Разговор затухал, становился все неприятней и скучнее.

Скрипнула дверь, на пороге появилась Томка, жена Клима, молодая, пухлая, сонная; пошла за дом, звеня пустым ведром.

– Томка! – крикнул ей вдогонку Клим. – Накорми индюков! Я тут с Петровичем.

Раньше, в первое лето, заходил Петрович чаще, все хотел услышать от Клима что-нибудь интересное про птиц и зверей, сам расспрашивал не раз.

– А что про них рассказывать? – отвечал Клим. – Вот выберемся на охоту и посмотрим, где тут что живет. Самая дичь в твоем обходе: архары, теки, кеклики, а джейраны больше по равнине ходят. Здесь у меня фазаны да зайцы, джейраны держатся…

Больше ничего и не рассказал, а надеялся Василий Петрович на иной разговор: серьезный, обстоятельный, неторопливый. Но потом уж и не рассчитывал, понял, что другим обеспокоен сосед.

Где-то достал Клим раму автомашины да старый двигатель, а через два года собрал восьмиместный «газик» кофейного цвета. С «волговским двигателем», как говорил сам Клим. А однажды, когда Василий Петрович сказал, что слышал выстрелы у реки, Клим его успокоил:

– Ремзаводские приезжали, я разрешил.

– Разрешил?

Клим взглянул исподлобья, усмехнулся.

– Обязан, Петрович. Машину собирали вместе. А я на ней государственную службу несу. Личного транспорта не жалею для общего дела!

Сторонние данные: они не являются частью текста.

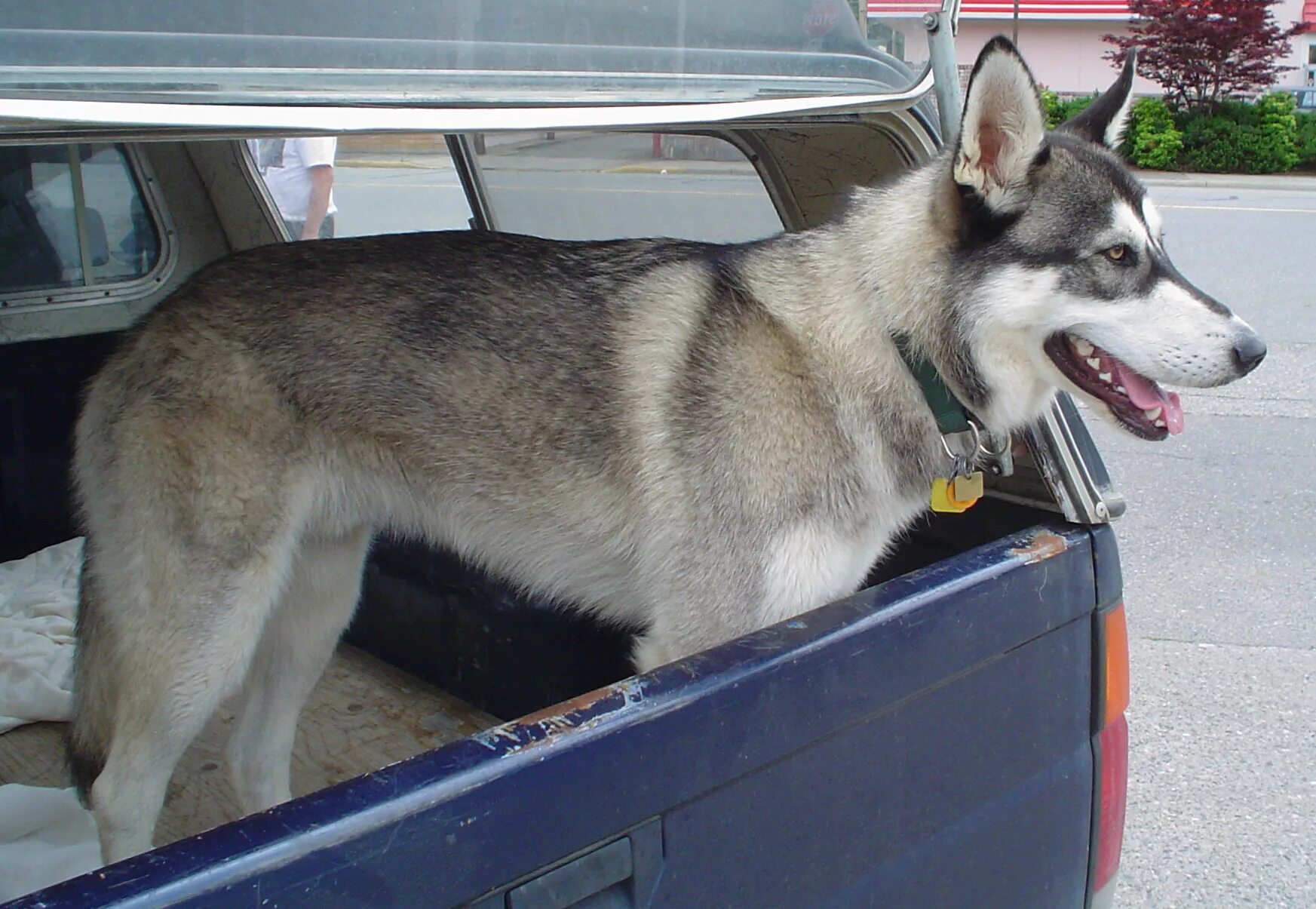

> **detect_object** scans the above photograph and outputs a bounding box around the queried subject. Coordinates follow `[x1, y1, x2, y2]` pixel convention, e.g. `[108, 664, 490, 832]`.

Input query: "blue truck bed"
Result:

Тогда не сдержался, Василий Петрович и сказал, что думал:

– Неправильно ты живешь, Клим! Со всех сторон неправильно. Когда службу несешь, если у тебя на уме скотина, да корм, да прибыль? В твои годы по-другому бы жить…

– Сначала надо материальную базу устроить, а уж потом… – Клим улыбался, откровенно потешаясь над Василием Петровичем.

– Потом? Что потом?

– А потом буду жить. Машина есть. Деньги есть. Я за рулем, но я не шофер, Петрович, нет. Я – частник. – Клим хохотал.

Насмеявшись, махнул рукой.

– Не надо, Петрович! Правильно, неправильно… Каждый своим умом живет. Акты я сдаю. Премию вот выдали – тридцать рублей. Как ее еще нести, службу?

– Пожалеешь ты, ох и пожалеешь, – повторял Василий Петрович, возвращаясь на коне к своему кордону.

Стояло такое пекло, какое, наверное, только и бывает в Средней Азии и на юге Казахстана, но дышалось на просторе легче, чем в прохладном, огороженном цветным штакетником, дворе Клима. Не скучно было у Клима, скучать там было некогда, и гостей у него бывало больше, чем у Василия Петровича, и смеялись там много. И все же там было душно. «Да ну его!» – отмахивался он от мыслей о Климе и смотрел на поникшие от жары тугайные заросли. Где-то там, невидимые среди травы и кустарников, обитали зайцы, дикие коты, змеи – все то, удивительное и значительное, что он обязан был хранить. И снова голубой штакетник вставал перед ним. Ведь сказал он «пожалеешь» не потому, что желал отомстить Климу, отыграться в свое время. Когда-нибудь Клим поймет, что жил пусто, только для себя, только для денег и горько ему станет, обидно…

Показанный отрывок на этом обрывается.